In-School Collaboration

Even when an individual teacher constructs an arts curriculum, the program is still coordinated, administered, and supported at many different levels. Faculty leaders, principals, curriculum supervisors, superintendents, teaching artists, parents, and students all work in concert with one another to create a meaningful and effective arts education experience. Recognizing that different disciplines are merely social constructs and that the human mind makes connections on a wider scale, teachers will often co-construct a curriculum with colleagues who teach other subjects and/or with teaching artists. The members of the collaborating team complement and strengthen each other by bringing different skills and capacities to the initiative. Some of their roles are described below.

  • Teachers: Teachers (art teachers and/or teachers of other subjects) are instrumental to this partnership. They know the basic curriculum requirements, the developmental issues for different ages and the individual students. They work with teaching artists to construct a curriculum that includes the selection of organizing themes and associations, the establishment of guiding questions and written activities, and a method of reflection and assessment.

  • Teaching Artists: Teaching artists, or arts specialists, bring skills and talent into the classroom and focus on the production or performance of art.

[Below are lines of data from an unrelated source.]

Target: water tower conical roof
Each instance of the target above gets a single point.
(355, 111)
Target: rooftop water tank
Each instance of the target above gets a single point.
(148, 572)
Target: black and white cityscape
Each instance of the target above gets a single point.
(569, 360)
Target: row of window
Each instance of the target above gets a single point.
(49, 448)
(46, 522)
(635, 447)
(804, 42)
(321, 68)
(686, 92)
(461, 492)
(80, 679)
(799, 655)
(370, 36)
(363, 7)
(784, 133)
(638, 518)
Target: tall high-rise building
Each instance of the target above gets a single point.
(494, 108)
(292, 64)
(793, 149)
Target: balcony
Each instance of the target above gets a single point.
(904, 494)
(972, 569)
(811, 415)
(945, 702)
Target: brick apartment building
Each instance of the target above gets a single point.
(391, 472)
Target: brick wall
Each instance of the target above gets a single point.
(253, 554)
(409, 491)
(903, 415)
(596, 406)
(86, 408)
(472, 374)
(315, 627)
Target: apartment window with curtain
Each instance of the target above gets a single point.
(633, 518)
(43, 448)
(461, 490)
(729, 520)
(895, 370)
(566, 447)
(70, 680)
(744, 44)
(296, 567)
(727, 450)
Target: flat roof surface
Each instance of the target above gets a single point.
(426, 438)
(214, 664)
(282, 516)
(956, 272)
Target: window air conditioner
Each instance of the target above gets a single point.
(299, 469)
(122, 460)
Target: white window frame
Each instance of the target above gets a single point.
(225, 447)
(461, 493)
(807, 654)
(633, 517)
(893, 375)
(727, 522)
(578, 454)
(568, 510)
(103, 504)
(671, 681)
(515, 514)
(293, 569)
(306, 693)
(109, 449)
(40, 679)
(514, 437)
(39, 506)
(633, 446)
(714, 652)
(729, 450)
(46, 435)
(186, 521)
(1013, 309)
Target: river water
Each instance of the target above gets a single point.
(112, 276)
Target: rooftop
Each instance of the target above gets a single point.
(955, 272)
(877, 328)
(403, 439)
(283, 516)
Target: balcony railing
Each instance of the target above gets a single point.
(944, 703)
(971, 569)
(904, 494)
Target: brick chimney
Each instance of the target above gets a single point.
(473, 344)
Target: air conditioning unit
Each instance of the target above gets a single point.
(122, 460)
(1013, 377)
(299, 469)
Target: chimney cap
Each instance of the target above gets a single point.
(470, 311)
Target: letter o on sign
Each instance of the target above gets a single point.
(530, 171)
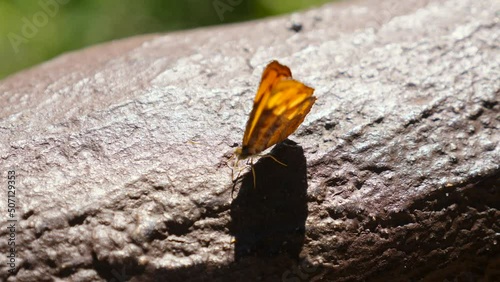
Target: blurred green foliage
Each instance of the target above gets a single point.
(34, 31)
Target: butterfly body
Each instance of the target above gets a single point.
(280, 106)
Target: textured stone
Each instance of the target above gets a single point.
(120, 152)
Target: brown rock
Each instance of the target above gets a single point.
(119, 152)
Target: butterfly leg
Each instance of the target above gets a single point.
(272, 157)
(253, 174)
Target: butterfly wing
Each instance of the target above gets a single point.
(280, 106)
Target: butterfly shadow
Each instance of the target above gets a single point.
(269, 219)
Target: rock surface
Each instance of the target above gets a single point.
(120, 152)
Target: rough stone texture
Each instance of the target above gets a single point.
(120, 152)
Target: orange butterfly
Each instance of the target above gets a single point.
(280, 106)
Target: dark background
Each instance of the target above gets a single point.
(35, 31)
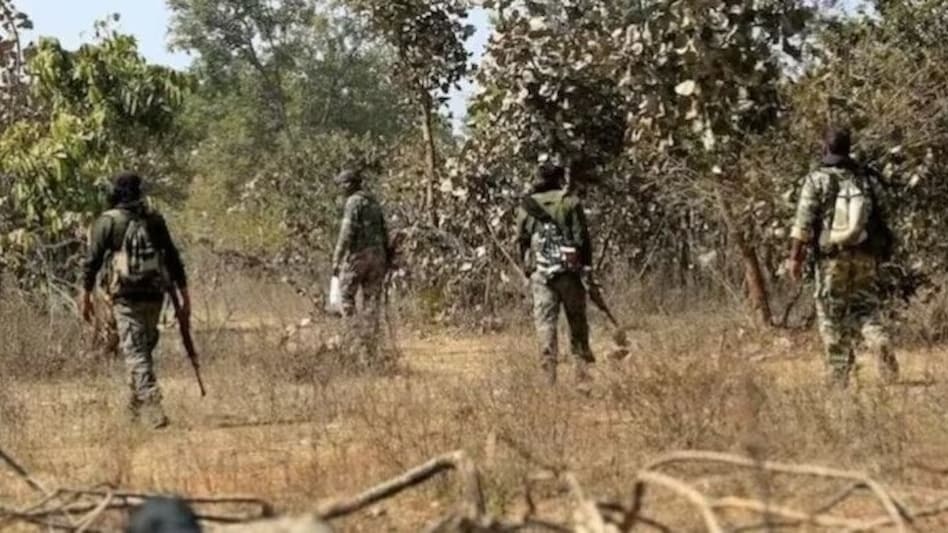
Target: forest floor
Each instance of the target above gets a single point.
(281, 424)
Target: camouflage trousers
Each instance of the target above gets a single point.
(363, 272)
(849, 306)
(549, 295)
(138, 336)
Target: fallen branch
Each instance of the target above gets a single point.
(686, 491)
(22, 473)
(472, 505)
(895, 511)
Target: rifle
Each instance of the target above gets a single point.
(184, 325)
(592, 286)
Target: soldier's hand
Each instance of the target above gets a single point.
(86, 309)
(185, 303)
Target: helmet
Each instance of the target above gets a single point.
(348, 178)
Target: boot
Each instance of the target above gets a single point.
(153, 417)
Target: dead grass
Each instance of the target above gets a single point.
(286, 423)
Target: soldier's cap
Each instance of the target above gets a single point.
(164, 515)
(348, 177)
(126, 188)
(837, 142)
(550, 173)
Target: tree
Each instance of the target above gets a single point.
(428, 38)
(95, 111)
(12, 79)
(272, 164)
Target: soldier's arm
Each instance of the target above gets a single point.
(581, 234)
(345, 231)
(802, 232)
(523, 234)
(100, 236)
(176, 272)
(807, 212)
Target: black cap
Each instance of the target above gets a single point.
(550, 174)
(837, 143)
(348, 177)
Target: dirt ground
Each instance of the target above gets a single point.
(277, 425)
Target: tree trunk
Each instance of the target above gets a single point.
(753, 274)
(431, 158)
(756, 285)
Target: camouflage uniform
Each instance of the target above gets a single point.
(848, 300)
(137, 312)
(361, 261)
(550, 292)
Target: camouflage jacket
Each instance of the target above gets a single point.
(363, 227)
(816, 205)
(106, 236)
(567, 211)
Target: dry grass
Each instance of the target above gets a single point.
(289, 425)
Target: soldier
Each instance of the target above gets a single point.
(841, 219)
(163, 515)
(144, 262)
(555, 248)
(360, 261)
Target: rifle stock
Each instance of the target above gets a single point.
(184, 325)
(595, 295)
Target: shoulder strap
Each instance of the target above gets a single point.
(537, 211)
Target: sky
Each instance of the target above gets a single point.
(71, 21)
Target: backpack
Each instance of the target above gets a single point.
(137, 265)
(855, 215)
(553, 252)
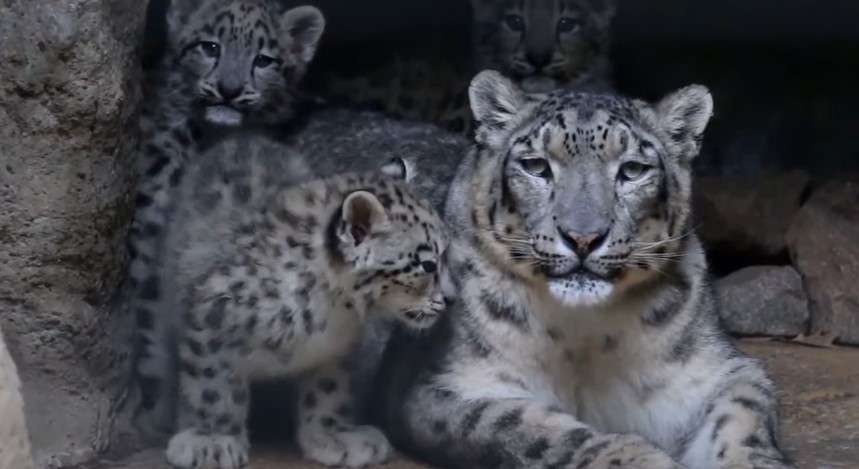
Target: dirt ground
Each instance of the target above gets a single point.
(819, 391)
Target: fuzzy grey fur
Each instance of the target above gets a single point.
(212, 82)
(585, 333)
(263, 278)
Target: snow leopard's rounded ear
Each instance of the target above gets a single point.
(403, 169)
(362, 215)
(304, 25)
(495, 102)
(684, 116)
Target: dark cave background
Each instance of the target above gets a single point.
(783, 73)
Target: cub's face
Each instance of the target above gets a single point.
(395, 242)
(592, 191)
(242, 59)
(543, 44)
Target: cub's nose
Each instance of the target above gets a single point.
(229, 92)
(583, 243)
(539, 59)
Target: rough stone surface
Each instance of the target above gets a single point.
(818, 389)
(767, 301)
(344, 140)
(68, 100)
(824, 245)
(15, 450)
(742, 221)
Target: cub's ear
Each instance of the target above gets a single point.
(684, 115)
(362, 215)
(495, 101)
(304, 25)
(178, 12)
(400, 168)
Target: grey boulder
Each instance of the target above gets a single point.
(763, 301)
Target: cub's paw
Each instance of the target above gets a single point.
(344, 445)
(190, 450)
(626, 451)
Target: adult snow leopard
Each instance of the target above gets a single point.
(585, 333)
(230, 65)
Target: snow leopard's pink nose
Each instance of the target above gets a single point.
(583, 243)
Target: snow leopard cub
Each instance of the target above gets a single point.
(271, 279)
(229, 66)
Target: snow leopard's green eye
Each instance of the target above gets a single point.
(633, 171)
(538, 167)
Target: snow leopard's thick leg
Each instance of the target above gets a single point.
(520, 432)
(155, 370)
(327, 432)
(214, 393)
(739, 429)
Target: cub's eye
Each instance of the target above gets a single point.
(633, 171)
(210, 49)
(537, 167)
(515, 22)
(263, 61)
(568, 25)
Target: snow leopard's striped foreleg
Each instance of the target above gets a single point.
(495, 432)
(739, 428)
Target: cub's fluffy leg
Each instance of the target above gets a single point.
(214, 395)
(155, 372)
(739, 428)
(326, 427)
(494, 431)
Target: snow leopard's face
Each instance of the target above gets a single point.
(591, 191)
(395, 242)
(543, 44)
(241, 60)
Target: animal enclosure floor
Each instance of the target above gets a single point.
(819, 391)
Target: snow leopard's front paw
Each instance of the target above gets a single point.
(190, 450)
(629, 452)
(349, 446)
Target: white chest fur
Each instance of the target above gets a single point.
(611, 372)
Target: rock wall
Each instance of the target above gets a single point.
(68, 99)
(15, 451)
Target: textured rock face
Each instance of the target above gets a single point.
(68, 99)
(824, 245)
(743, 221)
(15, 451)
(764, 301)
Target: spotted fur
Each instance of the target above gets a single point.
(541, 44)
(585, 333)
(230, 65)
(546, 44)
(269, 279)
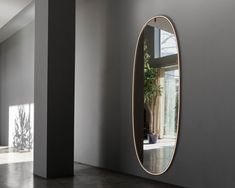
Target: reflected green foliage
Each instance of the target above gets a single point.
(151, 87)
(23, 137)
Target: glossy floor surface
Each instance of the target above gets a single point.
(11, 155)
(19, 175)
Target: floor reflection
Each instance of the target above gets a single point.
(158, 156)
(11, 155)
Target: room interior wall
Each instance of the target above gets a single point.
(107, 32)
(17, 74)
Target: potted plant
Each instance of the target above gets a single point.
(151, 90)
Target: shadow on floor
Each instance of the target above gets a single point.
(20, 175)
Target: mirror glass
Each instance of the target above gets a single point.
(156, 95)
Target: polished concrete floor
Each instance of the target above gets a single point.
(19, 175)
(11, 155)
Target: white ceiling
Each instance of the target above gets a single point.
(10, 8)
(15, 15)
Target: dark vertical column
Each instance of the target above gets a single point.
(54, 88)
(139, 97)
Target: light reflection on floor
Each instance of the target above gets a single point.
(158, 156)
(9, 155)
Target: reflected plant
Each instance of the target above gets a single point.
(152, 88)
(22, 139)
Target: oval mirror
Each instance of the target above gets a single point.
(156, 95)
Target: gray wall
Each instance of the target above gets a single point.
(107, 31)
(16, 74)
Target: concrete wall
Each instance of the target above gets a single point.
(107, 31)
(16, 74)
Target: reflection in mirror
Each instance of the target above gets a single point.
(156, 94)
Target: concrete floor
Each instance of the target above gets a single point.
(19, 175)
(11, 155)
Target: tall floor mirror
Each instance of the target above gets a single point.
(156, 95)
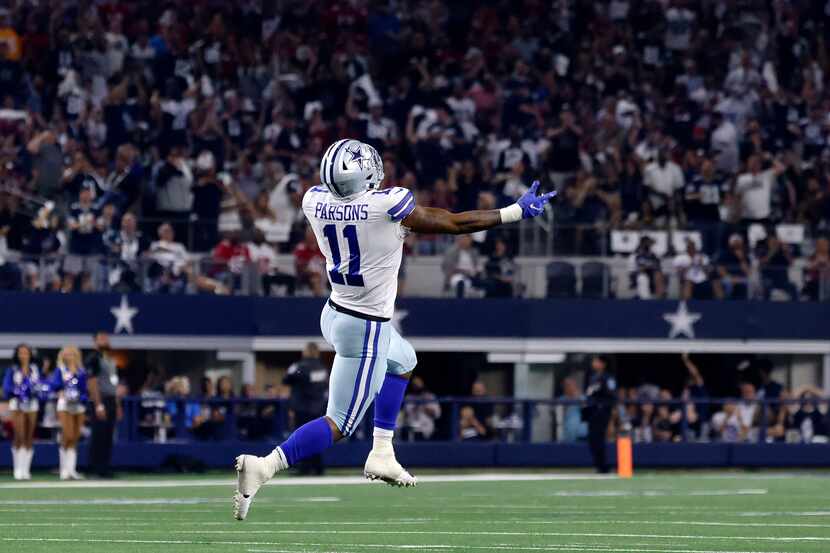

  • Curriculum Instructors or Consultants: Curriculum instructors help develop, implement, and sustain partnerships and often serve as the liaisons between teachers and administrators.

  • School Leaders: Principals, superintendents and board members adopt policies that value the arts equal to other subjects, allocate resources for arts programs and professional development, and advocate the school agenda to the public.

  • Parents: Parents exercise influence on school programs by voicing their opinions at Parent Teacher Association meetings, serving on school boards, fundraising, and attending school functions such as exhibitions and performances. They further promote arts learning by exposing their children to arts opportunities in their homes and communities.

  • Students: Students learn to work collaboratively through arts education initiatives. Creating murals, dancing on stage, or performing a skit, for example, require teamwork, dedication, self-expression, and risk-taking. These values are all meaningful consequences of school collaboration.

Community Collaborations

Utilizing and partnering with the community's rich arts resources strengthens school collaborations. Art museums, cultural centers, dance companies, symphonies, local arts agencies, and historical societies provide good opportunities for children to experience and respond to art. The art exposure should involve more than just an ensemble of performers who put on an assembly or a field trip to a local museum. Activities using community arts resources should be woven into the arts curriculum so that they are contiguous with and reflective of the larger educational program goals. Many of these arts organizations assume a central role in education by working closely with teachers in crafting curriculum, developing valuable teaching materials, and providing professional development. Such school-community collaborations help extend, enliven, and deepen arts education for students. By allowing students to experience the arts as they function in society, a sense of reality, presence, and purpose permeates within and beyond school walls.